The structure of the corresponding iodide, viz. [Cd2I4(bpdz)], (III), is completely different. The ligand resides on a centre of inversion and is coordinated in a tetradentate fashion (Fig. 4). The Cd1 ions adopt a distorted cis-octahedral geometry (CdN2I4), with rather long Cd—N bond lengths (Table 3), unprecedented for complexes with nonchelating ligands. The Cd—I distances agree with the parameters for a comparable cis-octahedral cadmium iodide complex with pyrazine-2-carboxylic acid, also incorporating [Cd(µ-I)2]n chains [Cd—I = 2.827 (3)–3.012 (2) Å; Ciurtin et al., 2003]. The combination of pyridazine and double iodide bridges provides connection of CdII ions into one-dimensional chains along the c axis (Fig. 5), while the organic ligands link these chains into puckered layers parallel to the bc plane (Fig. 6). The supramolecular interactions in (III) include very weak C—H···I hydrogen bonds, one of which is found within the [Cd(µ-I)2(µ-pyridazine)]n strand [C4···I1iv = 3.748 (3) Å and C4—H4···I1iv = 135°; symmetry code: (iv) x, -y + 1/2, z - 1/2] and the second between successive coordination layers [C1···I2v = 3.792 (3) Å and C1—H1···I1v = 133°; symmetry code: (v) x + 1, y, z + 1] (Fig. 6).

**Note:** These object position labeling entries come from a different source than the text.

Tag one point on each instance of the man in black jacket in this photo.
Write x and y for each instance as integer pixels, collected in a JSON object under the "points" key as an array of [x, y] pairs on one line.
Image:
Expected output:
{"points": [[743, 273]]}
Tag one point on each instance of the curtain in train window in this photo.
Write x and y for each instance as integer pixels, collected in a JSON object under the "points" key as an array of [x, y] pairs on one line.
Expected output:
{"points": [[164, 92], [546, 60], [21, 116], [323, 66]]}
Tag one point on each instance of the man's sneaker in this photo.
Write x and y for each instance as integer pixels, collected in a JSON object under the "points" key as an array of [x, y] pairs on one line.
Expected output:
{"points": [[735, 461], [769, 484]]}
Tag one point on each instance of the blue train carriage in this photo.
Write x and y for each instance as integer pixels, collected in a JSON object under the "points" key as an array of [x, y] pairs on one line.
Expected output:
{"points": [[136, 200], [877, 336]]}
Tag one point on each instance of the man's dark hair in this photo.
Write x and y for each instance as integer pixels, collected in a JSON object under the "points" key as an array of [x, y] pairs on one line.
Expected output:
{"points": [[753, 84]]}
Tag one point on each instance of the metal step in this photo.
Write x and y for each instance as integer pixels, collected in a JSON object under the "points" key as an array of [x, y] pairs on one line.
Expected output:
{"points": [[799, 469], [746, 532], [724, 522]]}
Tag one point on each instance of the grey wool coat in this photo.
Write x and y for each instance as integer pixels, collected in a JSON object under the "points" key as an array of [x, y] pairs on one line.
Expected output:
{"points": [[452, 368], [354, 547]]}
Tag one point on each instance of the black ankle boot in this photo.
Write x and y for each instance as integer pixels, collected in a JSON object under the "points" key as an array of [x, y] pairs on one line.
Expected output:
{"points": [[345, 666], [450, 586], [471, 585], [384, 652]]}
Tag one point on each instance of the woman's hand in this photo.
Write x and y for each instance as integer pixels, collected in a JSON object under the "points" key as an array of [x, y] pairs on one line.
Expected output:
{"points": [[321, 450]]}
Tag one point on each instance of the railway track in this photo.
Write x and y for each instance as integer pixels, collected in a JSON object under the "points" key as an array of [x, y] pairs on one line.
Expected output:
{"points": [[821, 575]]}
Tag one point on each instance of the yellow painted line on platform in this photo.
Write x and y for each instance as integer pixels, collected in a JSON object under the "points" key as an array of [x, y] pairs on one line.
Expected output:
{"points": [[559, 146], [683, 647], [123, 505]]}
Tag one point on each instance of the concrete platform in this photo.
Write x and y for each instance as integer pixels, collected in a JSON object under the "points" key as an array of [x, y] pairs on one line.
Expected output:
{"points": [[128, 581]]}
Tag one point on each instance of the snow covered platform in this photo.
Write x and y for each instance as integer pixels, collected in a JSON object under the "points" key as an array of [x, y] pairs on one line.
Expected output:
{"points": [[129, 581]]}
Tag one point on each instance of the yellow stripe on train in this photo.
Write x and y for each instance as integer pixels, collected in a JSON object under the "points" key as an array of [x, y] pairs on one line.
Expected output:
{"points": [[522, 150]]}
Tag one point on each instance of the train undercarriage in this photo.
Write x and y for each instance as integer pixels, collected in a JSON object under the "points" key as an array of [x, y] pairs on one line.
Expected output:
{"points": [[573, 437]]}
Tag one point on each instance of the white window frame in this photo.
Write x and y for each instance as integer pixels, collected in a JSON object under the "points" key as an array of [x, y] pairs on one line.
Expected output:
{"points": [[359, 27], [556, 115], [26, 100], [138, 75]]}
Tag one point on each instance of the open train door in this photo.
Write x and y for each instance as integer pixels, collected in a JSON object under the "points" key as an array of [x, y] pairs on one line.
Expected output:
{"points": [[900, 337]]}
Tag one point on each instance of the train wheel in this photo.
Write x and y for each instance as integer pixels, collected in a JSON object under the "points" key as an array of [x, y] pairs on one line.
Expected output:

Thus, in (III), the ligand acts as a tetradentate double pyridazine donor, whereas for (I) and (II) its functionality is lower and parallels the behaviour of the rod-like 4,4'-bipyridine connector. In this sense, both the chloride and bromide but not the iodide structures correspond to the [MIIX2(bipy)] archetype raising interest towards discussion of weaker supramolecular interactions, such as ππ heteroaryl ring stacking and C—H···X hydrogen bonding.

The significance of the ππ stacking as a stabilizing factor for [CdX2(bipy)] decreases from chloride to iodide, providing a progressive increase of the Cd···Cd distances along the inorganic [CdX2]n chain (Hu et al., 2003). In (I), the relatively short chloride bridges facilitate parallel disposition of the coordinated pyridazines, with a centroid–centroid distance of 3.775 (3) Å. This parameter itself is most favourable for parallel ππ stacking of pyridazine rings in crystal structures, which occurs within the range of centroid–centroid distances of ca 3.50–3.95 Å (distribution median = 3.78 Å; Allen, 2002). For the bromide analogue (II), this separation is longer [3.936 (3) Å], but an even less favourable geometry could be anticipated in the case of iodide (III); a translation period of more than 4.1 Å is too long to maintain efficient stacking of pyridazine rings. Although [CdI2(bipy)] [Cd···Cd = 4.142(s.u.?) Å] has a similar structure to the chloride and bromide analogues, the lack of ππ stacking stabilization is responsible for disintegration of the related polymeric [CdX2(L)2]n array (X = Cl, Br, I; L = pyridine) in the case of iodide and unsubstituted pyridine, 3-methylpyridine or 3,5-dimethylpyridine (Hu et al., 2003).

For [CdX2(bipy)] (X = Cl, Br), the relative orientation of the heterocyclic ring towards the cadmium–halide [CdX2]n scaffold is indicative for double intrastrand interactions C—H···X (with two ortho-CH groups of the pyridine ring), which are attractive and stabilizing (Wang et al., 2009). This is not the case for the series [CdX2(bpdz)] (X = Cl, Br) because an analogous orientation of the pyridazine ring could generate an unfavourable N2···X contact instead. For (I) and (II), a certain repulsive character for the ligand/scaffold interaction is indicated by the torsion angles C1—N1—Cd1—X1 (Table 4), corresponding to a most distal disposition of the ortho-CH/N and pairs of cis-halogenide atoms. A similar configuration in [CdI2(bipy)] (Hu et al., 2003) agrees with the weakness of potential C—H···I interactions (Desiraju & Steiner, 1999). The N1—Cd—N1i bond angles [symmetry code: (i) -x + 1, y, -z + 1/2] also suggest an N2···X repulsion, which is somewhat more appreciable for (II) [174.99 (12)° for (I) and 173.64 (10)° for (II)], but may became even stronger for the corresponding iodide derivative.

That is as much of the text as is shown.